Walking into the untouched forest, the two warriors travel deeper and deeper through the trees. They walk higher and higher up the mountain, exploring where no human had been before. At the center of the forest, they find an ancient and enormous tree. Enkidu decides he wants to use this tree to build the gate to the temple of his god. They begin to work together to fell these giant trees.
The demon, Humbaba, emerges with a roar as soon as he hears the two warriors attacking the trees he protects. A battle ensues, the earth quakes and the sky turns black from the intensity of their struggle. The heroes can barely muster their courage to fight the demon but they are given strength from the gods and Humbaba is bound by the winds and is finally captured. Humbaba pleads with Gilgamesh. He promises to serve Gilgamesh as King of the forest and says that he will chop down all the trees by himself if they will spare his life. Gilgamesh hesitates. Enkidu will hear nothing of mercy for he believes that Humbaba is lying. Enkidu urges Gilgamesh to kill the monster.
Before he is killed, Humbaba curses both Gilgamesh and Enkidu.
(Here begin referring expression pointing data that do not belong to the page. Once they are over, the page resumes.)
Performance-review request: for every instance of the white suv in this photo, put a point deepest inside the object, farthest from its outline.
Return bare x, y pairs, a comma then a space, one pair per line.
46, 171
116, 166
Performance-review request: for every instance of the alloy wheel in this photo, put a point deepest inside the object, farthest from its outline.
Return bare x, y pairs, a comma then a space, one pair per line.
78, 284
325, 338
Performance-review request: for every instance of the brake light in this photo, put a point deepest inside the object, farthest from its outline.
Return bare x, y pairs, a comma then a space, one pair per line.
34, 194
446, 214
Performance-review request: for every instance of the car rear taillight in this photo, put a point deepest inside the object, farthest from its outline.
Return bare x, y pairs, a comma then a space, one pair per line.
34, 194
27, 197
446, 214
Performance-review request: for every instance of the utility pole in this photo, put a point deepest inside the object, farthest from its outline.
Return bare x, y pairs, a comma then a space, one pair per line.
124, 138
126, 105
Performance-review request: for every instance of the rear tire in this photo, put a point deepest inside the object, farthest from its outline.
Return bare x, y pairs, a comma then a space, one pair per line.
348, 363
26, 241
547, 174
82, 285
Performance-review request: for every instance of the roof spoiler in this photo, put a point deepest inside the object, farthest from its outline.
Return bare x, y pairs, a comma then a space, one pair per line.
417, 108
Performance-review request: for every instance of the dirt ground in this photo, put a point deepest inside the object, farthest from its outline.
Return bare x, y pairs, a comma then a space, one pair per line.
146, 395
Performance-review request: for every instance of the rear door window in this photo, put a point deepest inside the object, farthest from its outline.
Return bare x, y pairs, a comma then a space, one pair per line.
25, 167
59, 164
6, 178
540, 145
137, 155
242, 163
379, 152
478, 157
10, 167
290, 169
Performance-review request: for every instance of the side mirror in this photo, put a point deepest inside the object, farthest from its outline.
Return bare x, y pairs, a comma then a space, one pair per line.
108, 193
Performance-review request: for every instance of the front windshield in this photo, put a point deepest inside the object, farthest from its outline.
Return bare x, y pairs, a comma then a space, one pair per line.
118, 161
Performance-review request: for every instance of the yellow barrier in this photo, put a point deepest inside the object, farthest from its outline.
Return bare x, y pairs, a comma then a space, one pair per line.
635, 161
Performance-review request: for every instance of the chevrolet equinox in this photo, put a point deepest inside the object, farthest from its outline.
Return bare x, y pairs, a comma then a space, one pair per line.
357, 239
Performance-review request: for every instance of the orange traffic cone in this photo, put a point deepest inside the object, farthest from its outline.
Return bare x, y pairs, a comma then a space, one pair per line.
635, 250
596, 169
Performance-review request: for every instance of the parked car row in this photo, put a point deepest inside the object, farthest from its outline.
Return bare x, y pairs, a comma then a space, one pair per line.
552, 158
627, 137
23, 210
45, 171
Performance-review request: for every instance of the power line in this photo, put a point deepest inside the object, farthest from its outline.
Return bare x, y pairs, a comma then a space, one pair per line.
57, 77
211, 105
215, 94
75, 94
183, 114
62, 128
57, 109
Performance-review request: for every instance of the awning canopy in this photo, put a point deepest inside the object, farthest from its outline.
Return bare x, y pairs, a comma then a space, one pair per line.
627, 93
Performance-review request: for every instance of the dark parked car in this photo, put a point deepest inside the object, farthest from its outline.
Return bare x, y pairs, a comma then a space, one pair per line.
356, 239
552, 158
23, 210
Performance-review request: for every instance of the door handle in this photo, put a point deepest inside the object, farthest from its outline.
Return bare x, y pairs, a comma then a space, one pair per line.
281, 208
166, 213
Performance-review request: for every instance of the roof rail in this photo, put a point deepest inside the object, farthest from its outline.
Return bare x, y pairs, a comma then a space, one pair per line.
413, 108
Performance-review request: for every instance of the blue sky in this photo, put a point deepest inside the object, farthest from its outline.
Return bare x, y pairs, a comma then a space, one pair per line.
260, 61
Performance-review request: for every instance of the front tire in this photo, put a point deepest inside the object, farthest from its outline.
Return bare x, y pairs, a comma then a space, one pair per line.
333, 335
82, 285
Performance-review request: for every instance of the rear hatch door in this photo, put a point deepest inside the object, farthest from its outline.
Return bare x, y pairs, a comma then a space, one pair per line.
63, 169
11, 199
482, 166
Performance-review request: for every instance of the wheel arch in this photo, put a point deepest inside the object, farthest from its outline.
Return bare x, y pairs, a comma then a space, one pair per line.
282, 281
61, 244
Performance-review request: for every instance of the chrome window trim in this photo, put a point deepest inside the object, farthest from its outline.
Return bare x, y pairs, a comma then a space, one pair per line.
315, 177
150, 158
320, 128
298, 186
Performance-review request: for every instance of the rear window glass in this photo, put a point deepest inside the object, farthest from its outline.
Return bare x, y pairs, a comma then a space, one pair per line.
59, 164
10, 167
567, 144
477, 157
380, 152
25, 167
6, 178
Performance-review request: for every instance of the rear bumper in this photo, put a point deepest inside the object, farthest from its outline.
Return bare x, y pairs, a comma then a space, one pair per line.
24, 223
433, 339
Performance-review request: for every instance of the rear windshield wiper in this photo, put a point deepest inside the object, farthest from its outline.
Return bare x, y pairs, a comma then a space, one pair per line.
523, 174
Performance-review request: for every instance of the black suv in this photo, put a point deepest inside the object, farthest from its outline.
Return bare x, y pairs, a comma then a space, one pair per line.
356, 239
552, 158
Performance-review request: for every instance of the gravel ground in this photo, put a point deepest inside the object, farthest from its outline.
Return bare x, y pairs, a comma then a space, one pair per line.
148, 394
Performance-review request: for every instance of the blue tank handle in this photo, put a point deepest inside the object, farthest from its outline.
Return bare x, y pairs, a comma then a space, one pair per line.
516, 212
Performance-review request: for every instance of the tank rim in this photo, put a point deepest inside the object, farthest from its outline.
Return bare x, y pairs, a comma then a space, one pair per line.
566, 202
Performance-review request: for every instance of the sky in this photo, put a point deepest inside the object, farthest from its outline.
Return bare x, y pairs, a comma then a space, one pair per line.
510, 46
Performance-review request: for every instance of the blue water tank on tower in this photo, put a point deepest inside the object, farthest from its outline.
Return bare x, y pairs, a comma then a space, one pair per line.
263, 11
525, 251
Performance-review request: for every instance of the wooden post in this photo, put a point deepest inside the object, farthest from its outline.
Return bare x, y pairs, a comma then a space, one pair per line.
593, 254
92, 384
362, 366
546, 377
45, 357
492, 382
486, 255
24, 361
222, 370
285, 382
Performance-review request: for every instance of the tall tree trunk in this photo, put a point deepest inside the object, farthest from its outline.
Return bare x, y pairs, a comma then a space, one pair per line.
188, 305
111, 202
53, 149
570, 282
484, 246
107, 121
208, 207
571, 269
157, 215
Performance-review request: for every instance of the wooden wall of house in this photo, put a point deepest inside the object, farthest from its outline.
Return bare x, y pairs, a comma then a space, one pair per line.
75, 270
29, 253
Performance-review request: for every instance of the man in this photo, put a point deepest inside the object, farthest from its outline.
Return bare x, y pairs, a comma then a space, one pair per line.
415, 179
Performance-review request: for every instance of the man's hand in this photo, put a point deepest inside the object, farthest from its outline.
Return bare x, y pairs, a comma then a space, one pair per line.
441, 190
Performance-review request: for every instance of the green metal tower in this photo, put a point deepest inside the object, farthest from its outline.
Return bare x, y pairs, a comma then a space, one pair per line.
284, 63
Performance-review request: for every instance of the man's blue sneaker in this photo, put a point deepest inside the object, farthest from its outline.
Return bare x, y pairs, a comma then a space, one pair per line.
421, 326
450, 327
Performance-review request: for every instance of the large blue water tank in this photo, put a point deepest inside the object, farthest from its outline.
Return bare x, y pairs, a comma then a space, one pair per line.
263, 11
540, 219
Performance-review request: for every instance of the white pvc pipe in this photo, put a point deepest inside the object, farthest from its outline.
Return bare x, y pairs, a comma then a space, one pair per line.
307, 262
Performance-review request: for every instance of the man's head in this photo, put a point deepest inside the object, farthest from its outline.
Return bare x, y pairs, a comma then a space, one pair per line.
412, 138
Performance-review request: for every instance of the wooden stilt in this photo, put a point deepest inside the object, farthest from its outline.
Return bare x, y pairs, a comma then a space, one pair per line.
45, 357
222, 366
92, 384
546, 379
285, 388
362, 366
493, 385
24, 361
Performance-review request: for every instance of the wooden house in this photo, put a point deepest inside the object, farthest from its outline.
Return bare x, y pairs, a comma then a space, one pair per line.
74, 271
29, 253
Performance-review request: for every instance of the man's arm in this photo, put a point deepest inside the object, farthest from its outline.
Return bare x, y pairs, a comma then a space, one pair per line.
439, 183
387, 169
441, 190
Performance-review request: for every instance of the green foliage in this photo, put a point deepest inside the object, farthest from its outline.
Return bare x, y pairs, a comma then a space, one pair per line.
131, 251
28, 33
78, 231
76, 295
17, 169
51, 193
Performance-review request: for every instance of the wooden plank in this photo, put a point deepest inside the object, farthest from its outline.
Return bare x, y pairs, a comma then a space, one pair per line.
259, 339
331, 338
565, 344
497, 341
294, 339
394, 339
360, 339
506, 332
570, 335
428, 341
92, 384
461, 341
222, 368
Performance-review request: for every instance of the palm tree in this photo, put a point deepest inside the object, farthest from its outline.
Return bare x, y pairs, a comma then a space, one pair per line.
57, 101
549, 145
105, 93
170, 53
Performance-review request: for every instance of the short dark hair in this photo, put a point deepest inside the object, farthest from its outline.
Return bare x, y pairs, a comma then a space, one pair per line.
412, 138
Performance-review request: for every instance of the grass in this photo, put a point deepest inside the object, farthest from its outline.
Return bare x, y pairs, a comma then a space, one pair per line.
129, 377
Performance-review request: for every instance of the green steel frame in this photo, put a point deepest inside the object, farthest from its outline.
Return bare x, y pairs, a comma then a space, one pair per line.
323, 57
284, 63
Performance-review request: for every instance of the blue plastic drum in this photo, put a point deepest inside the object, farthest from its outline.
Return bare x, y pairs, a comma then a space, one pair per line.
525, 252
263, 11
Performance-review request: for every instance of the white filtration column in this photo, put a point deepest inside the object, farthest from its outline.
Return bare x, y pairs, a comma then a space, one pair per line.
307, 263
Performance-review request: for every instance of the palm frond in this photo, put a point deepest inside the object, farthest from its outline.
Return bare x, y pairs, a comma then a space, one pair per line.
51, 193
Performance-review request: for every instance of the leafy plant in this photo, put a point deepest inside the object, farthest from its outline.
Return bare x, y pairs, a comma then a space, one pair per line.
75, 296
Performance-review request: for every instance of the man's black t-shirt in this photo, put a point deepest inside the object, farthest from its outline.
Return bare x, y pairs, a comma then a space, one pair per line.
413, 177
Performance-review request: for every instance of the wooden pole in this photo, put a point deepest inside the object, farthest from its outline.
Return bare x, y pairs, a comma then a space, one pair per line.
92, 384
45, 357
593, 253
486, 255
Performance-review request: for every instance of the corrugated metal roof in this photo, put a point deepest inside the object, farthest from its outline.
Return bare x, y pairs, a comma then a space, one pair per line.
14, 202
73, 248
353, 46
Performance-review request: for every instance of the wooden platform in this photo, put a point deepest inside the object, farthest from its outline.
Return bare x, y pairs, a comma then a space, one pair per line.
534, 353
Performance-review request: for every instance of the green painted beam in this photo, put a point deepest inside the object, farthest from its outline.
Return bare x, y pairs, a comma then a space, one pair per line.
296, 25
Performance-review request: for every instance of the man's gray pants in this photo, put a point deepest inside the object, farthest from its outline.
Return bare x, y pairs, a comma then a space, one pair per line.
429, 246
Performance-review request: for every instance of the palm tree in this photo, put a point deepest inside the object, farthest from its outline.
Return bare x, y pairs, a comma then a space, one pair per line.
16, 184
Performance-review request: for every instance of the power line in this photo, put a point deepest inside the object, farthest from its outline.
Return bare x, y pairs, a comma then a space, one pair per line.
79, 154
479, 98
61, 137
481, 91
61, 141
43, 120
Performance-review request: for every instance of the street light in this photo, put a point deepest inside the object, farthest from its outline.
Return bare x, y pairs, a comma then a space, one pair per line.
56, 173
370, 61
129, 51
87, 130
This curse will come to haunt the two warriors. Gilgamesh slays the monster Humbaba with a blow to the neck. The warriors make haste to chop down many cedar trees from the forest, including the enormous tree Enkidu has marked for the temple gate. They use the trees to build a raft to transport the trees, Humbaba’s head and themselves down river to the city of Uruk.
Although, we’ll end our story of Gilgamesh here with his return to his kingdom, the poem continues with more adventures, more battles and triumph.
It's hard to say how extensive the cedar forest originally was, but ancient texts state that the mountains in the picture above were once shaded by the forest. All Empires in the region - from Rome to the Israelites to Egypt to Persia - harvested the trees to use in building temples, palaces, ships, and houses until the forest shrank to it's current size. The Cedar forest is now under the protection, is a Unesco World Heritage Site and saplings are planted each year.